Speaking at the U.S. Capitol as he delivered his service's annual State of the Coast Guard address, Zukunft paraphrased a line from the 1975 classic "Jaws".
"Looking at the challenges we're facing in the world today: ladies and gentlemen, you're going to need a bigger Coast Guard," he said.
Zukunft added that he was directing a Coast Guard Manpower Requirements Plan to develop a force size that took into account current strategy and risk management. At 88,000 strong, the service, which falls under the Department of Homeland Security, is by far the smallest of the uniformed services.
An updated growth strategy will also allow the service to develop a Cyber Task Force, Zukunft said, which will turn the Coast Guard's cyber strategy into an operational arm of the service.
"As we move forward, duty to people will take shape in a number of ways across our organization," he said. "You are going to see mission, service and individual level changes to best align our talent with demand in the 21st century."
Zukunft's tone was exultant as he praised the Coast Guard on a year of successful and high-value drug interdictions, participation in partner military exchange programs, and promising new programs, including a newly inked 12-week maternity leave policy and assignment policy changes designed to improve stability.
At the Coast Guard academy, Zukunft said, the classes of 2018 and 2019 were the most diverse of the school's 150-year history, with 40 percent female students and 33 percent underrepresented minorities.
"I am sure most Academy graduates in the audience today probably feel like I do ... I would not want to compete with the young men and women in New London today," Zukunft said.
He said he would continue to work to improve retention among women and minorities, who still tend to leave the service at accelerated rates.
In an era of tight budgets, Zukunft also celebrated the Coast Guard's largest acquisition budget in history going into Fiscal 2017. The request includes funding to accelerate the acquisition of new heavy icebreakers, a need that Coast Guard officials have highlighted steadily as the Coast Guard Cutter Polar Star -- the country's only operational heavy icebreaker -- continues to age.
"I am grateful for the President's ardent support and his call for heavy icebreakers to ensure the United States maintains year-round access to the strategic polar regions," he said.
In Central America, Zukunft said, national security cutters continue to interdict drug shipments so large that their street value covers the cost of the cutters in a single deployment.
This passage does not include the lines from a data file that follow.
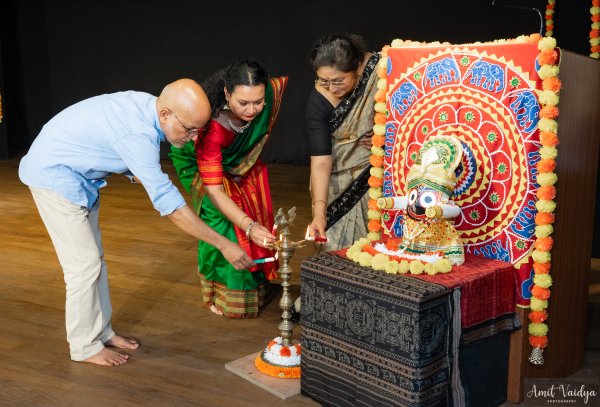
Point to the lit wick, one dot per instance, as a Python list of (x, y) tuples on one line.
[(314, 238), (267, 259)]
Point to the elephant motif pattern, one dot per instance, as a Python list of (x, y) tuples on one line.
[(486, 74), (526, 109), (404, 97), (485, 94), (441, 72)]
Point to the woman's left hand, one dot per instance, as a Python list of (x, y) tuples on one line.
[(260, 234), (366, 140)]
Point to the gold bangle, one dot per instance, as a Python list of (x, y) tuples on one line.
[(242, 220), (319, 200)]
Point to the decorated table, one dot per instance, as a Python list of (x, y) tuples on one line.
[(375, 339)]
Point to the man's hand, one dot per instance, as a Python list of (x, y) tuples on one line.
[(189, 222), (236, 256)]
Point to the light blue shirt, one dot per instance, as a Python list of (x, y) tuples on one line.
[(85, 143)]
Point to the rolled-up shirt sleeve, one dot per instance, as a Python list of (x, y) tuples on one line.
[(141, 155)]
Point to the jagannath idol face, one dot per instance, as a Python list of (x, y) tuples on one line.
[(420, 198)]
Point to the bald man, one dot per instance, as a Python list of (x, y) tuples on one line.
[(67, 165)]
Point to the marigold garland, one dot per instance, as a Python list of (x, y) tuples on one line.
[(277, 371), (546, 178), (595, 31), (363, 252), (550, 18)]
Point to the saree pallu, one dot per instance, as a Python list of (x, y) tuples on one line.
[(348, 188), (237, 293)]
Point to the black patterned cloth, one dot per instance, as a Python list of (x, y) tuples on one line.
[(374, 339)]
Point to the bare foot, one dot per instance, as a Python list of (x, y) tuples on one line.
[(122, 342), (214, 309), (107, 357)]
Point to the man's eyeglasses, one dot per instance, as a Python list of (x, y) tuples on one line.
[(334, 83), (190, 131)]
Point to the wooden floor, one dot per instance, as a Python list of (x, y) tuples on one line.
[(155, 296)]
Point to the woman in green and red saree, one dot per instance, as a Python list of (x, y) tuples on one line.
[(230, 187)]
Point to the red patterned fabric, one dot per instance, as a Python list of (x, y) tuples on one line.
[(250, 192), (485, 95), (487, 288), (209, 152)]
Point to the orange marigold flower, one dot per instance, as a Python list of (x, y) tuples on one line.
[(546, 165), (367, 248), (538, 316), (379, 118), (540, 292), (535, 38), (376, 161), (378, 141), (541, 268), (544, 218), (552, 83), (393, 243), (550, 112), (374, 226), (548, 138), (548, 57), (538, 341), (547, 192), (375, 182)]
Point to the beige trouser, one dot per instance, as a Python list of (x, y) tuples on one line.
[(76, 237)]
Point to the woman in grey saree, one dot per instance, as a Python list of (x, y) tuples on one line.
[(339, 122)]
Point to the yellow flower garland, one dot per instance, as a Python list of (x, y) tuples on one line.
[(548, 127), (550, 18), (546, 178)]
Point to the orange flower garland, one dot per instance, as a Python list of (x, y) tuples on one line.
[(595, 32), (546, 178), (550, 18)]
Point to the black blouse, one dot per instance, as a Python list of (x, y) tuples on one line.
[(318, 112)]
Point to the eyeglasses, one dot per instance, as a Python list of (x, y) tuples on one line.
[(333, 83), (190, 131)]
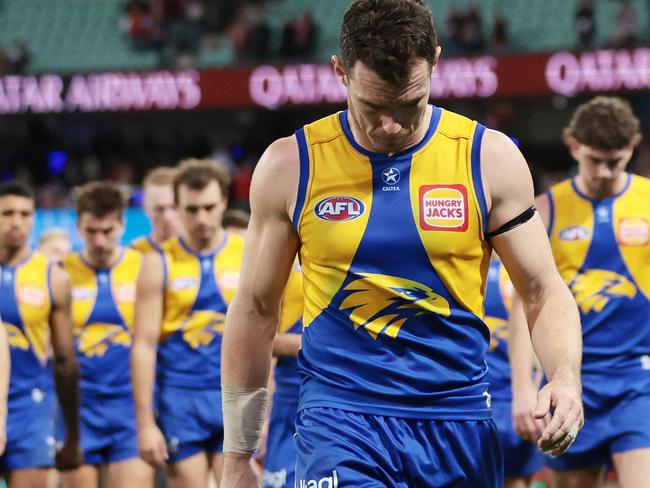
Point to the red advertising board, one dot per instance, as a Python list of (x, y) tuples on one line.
[(271, 86)]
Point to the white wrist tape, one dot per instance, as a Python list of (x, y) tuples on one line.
[(243, 418)]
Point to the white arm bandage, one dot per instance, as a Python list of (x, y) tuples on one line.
[(243, 417)]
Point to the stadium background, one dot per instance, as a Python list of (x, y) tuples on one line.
[(107, 89)]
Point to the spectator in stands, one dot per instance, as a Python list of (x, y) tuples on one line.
[(626, 28), (585, 24)]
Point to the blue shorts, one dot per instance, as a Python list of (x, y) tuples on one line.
[(30, 431), (341, 448), (108, 430), (280, 459), (191, 421), (520, 458), (614, 423)]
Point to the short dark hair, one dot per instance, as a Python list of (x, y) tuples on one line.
[(388, 36), (100, 198), (606, 123), (196, 174), (16, 188)]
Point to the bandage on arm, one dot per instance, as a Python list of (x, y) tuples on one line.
[(243, 414)]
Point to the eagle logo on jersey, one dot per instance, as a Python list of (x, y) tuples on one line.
[(19, 340), (498, 331), (202, 327), (384, 303), (596, 287), (95, 339)]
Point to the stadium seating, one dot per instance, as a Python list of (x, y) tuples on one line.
[(71, 35)]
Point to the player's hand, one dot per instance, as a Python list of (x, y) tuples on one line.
[(560, 399), (524, 402), (238, 472), (69, 457), (152, 445)]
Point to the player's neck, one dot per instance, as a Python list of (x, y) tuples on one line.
[(201, 246), (109, 263), (10, 256), (605, 190)]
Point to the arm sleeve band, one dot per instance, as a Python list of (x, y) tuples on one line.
[(522, 218)]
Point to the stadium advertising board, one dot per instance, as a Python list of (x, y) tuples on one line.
[(271, 86)]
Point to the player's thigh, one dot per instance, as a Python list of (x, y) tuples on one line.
[(27, 478), (191, 472), (632, 468), (131, 473), (578, 478), (85, 476)]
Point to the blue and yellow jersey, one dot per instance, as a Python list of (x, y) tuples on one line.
[(602, 251), (287, 377), (394, 264), (198, 290), (25, 308), (498, 299), (103, 304), (145, 245)]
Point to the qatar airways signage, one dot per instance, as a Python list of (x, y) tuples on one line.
[(311, 84), (599, 71), (102, 92)]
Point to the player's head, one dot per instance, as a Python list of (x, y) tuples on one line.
[(100, 220), (16, 215), (55, 244), (388, 50), (236, 221), (159, 202), (201, 196), (602, 136)]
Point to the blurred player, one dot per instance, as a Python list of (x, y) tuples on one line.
[(35, 310), (159, 207), (55, 244), (598, 226), (180, 314), (280, 455), (5, 368), (236, 221), (391, 204), (103, 289), (520, 458)]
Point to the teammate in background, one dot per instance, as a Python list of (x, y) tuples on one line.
[(181, 304), (103, 279), (5, 369), (598, 227), (35, 310), (55, 244), (159, 207), (280, 457), (520, 458), (380, 199), (236, 221)]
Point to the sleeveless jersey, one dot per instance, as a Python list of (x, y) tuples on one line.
[(287, 378), (498, 297), (198, 289), (144, 245), (25, 308), (394, 263), (103, 304), (601, 250)]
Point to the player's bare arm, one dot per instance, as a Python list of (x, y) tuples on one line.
[(148, 318), (5, 368), (66, 368), (270, 250), (550, 310)]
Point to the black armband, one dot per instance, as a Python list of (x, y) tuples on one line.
[(522, 218)]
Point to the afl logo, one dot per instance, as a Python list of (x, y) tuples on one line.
[(339, 208), (574, 233)]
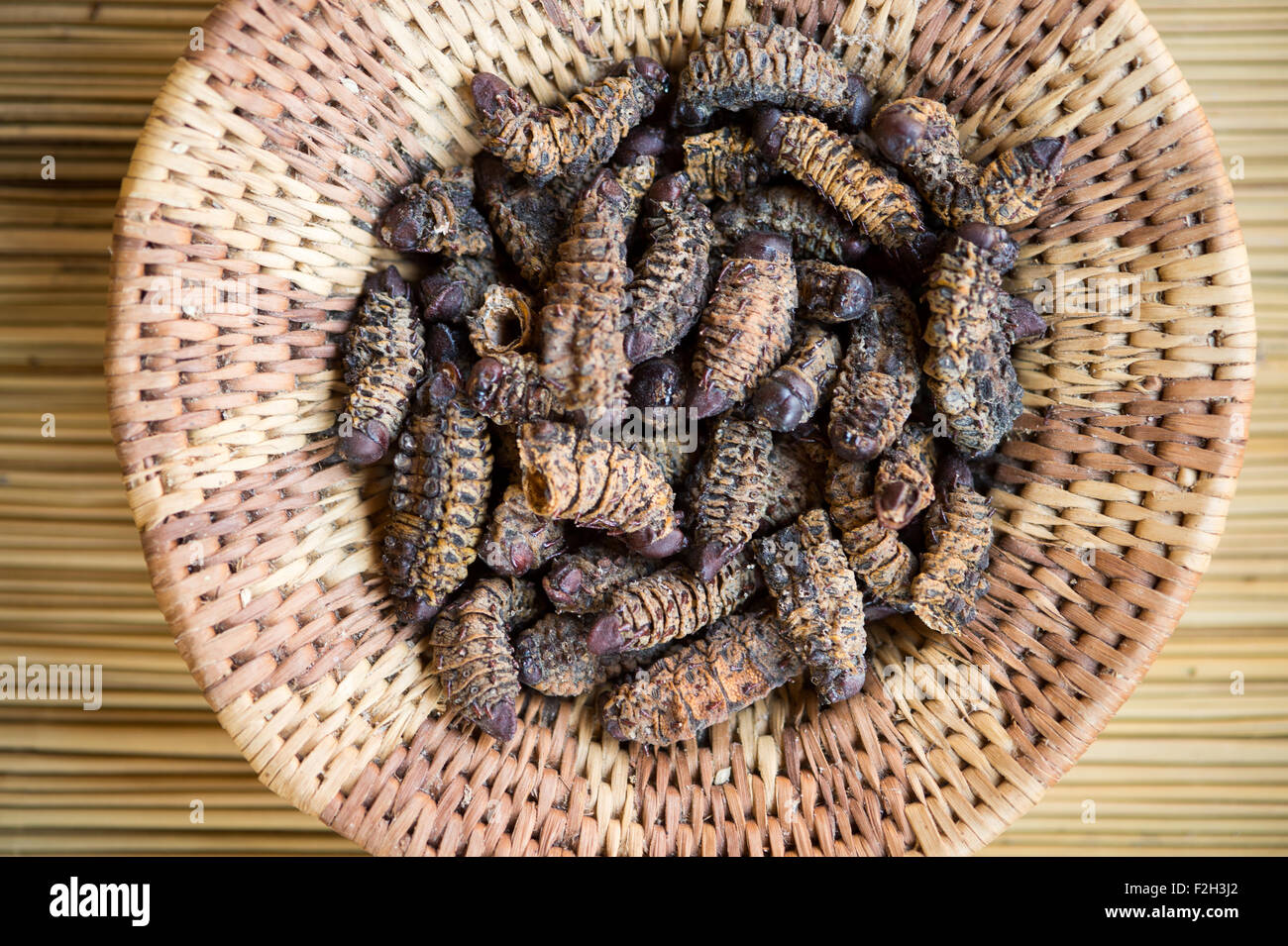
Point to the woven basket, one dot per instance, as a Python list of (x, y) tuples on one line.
[(244, 233)]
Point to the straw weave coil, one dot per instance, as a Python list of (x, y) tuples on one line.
[(243, 237)]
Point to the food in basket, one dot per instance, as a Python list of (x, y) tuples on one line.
[(471, 643), (769, 64), (879, 378), (958, 536), (583, 347), (438, 501), (585, 132), (730, 491), (967, 362), (382, 354), (724, 163), (671, 275), (741, 659), (818, 601), (919, 137), (791, 395), (746, 327), (713, 467), (437, 215)]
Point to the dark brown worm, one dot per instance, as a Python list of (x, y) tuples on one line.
[(793, 394), (382, 356), (583, 356), (819, 604), (572, 473), (442, 480), (958, 536), (509, 389), (919, 137), (879, 377), (905, 480), (555, 658), (528, 220), (829, 292), (795, 473), (502, 322), (724, 163), (437, 215), (635, 167), (771, 64), (456, 288), (879, 558), (859, 190), (669, 605), (967, 364), (746, 327), (471, 644), (742, 659), (584, 580), (814, 228), (518, 540), (729, 497), (671, 275), (581, 133)]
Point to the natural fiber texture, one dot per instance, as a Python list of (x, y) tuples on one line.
[(262, 546)]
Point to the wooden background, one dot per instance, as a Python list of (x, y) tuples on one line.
[(1186, 768)]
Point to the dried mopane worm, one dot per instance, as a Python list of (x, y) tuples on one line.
[(793, 484), (584, 580), (859, 190), (919, 137), (729, 497), (746, 326), (555, 658), (967, 362), (879, 558), (670, 604), (473, 658), (724, 163), (509, 387), (527, 219), (657, 392), (437, 215), (741, 659), (635, 166), (958, 536), (879, 377), (772, 64), (905, 481), (671, 275), (819, 604), (502, 323), (382, 356), (583, 356), (572, 473), (442, 480), (584, 132), (518, 540), (793, 394), (832, 293), (814, 228), (456, 288)]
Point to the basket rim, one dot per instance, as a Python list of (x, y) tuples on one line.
[(133, 252)]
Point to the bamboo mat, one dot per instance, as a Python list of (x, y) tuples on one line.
[(1185, 768)]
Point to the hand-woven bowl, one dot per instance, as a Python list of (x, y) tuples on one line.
[(245, 229)]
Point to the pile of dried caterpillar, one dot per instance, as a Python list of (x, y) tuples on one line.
[(686, 392)]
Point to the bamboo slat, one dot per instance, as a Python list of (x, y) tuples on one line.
[(1185, 768)]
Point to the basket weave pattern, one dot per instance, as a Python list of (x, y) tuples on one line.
[(243, 237)]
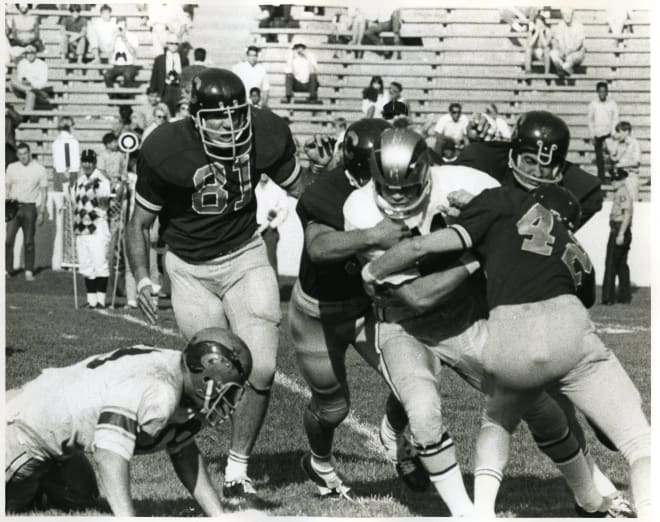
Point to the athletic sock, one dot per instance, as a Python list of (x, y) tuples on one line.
[(236, 466)]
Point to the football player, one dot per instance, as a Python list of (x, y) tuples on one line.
[(198, 176), (437, 315), (329, 311), (115, 405), (539, 332)]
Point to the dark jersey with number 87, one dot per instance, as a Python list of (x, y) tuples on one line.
[(527, 253)]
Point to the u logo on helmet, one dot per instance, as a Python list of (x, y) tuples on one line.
[(545, 158)]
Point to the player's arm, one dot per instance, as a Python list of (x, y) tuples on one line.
[(325, 244), (191, 470), (410, 251), (114, 476)]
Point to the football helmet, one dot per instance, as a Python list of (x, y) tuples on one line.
[(561, 202), (216, 366), (358, 144), (221, 112), (400, 167), (539, 145)]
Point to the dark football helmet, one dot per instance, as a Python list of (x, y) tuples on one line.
[(400, 167), (216, 365), (539, 145), (358, 145), (221, 112), (561, 202)]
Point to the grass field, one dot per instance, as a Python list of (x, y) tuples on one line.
[(43, 329)]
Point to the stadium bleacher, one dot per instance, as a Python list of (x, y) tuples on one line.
[(459, 54)]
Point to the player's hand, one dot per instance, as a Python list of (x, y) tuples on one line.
[(388, 233), (320, 149), (480, 127), (148, 304)]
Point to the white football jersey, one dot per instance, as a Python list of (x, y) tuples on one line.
[(361, 210), (125, 401)]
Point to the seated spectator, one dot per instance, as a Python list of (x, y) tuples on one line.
[(23, 29), (123, 57), (373, 98), (502, 131), (451, 125), (537, 46), (301, 70), (166, 73), (383, 19), (567, 44), (253, 73), (625, 154), (160, 116), (145, 112), (101, 34), (74, 35), (255, 97), (31, 81), (66, 155)]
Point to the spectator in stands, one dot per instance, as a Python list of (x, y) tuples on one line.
[(31, 79), (66, 155), (451, 125), (602, 117), (618, 244), (123, 57), (301, 74), (101, 34), (625, 154), (373, 98), (272, 211), (23, 29), (538, 44), (380, 19), (160, 116), (501, 131), (74, 35), (253, 73), (27, 182), (166, 73), (255, 97), (567, 44)]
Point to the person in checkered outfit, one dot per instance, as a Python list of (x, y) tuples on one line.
[(91, 196)]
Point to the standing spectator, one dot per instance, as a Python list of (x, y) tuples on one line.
[(272, 211), (31, 79), (27, 182), (451, 125), (101, 34), (567, 45), (602, 117), (91, 196), (301, 69), (74, 35), (123, 57), (23, 29), (253, 74), (618, 244), (373, 98), (625, 154), (166, 73), (538, 44), (502, 132)]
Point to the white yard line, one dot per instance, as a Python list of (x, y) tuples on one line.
[(366, 430)]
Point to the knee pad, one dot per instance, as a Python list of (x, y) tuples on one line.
[(329, 410)]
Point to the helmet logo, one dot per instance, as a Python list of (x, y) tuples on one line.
[(545, 158)]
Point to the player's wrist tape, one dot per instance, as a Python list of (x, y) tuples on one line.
[(145, 281), (470, 262)]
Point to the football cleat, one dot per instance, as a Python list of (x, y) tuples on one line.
[(330, 484)]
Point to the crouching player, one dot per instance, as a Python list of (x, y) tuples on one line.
[(115, 405)]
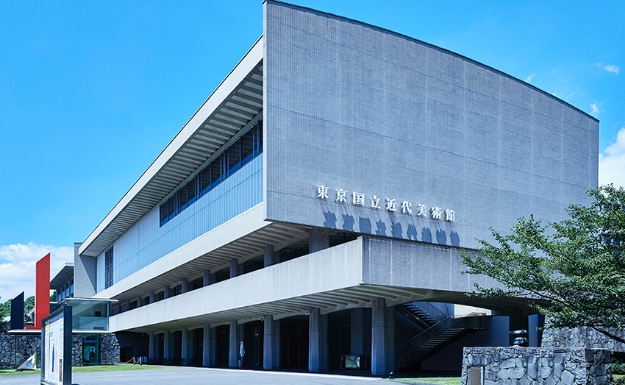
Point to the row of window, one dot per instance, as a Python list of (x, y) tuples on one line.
[(108, 268), (241, 152)]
In 2015, he said, the Coast Guard seized or disrupted more than 190 metric tons of cocaine and detained more than 700 smugglers.
And the removal of those drugs, he said, translates to added stability and safety in the region. In Honduras, Zukunft said, violent crime is down 23 percent, thanks to drug interdiction activities.
Zukunft closed with a reference to The Finest Hours, a film released in January that tells the true story of Coast Guardsmen who risked their lives in 1952 to save those aboard a sinking ship off the coast of Cape Cod.
"Today's trackline steers us clear of any rocks and shoals, and true to [Boatswain's Mate 1st Class] Bernie Webber's heroics, these are truly the finest hours to serve in the United States Coast Guard," he said.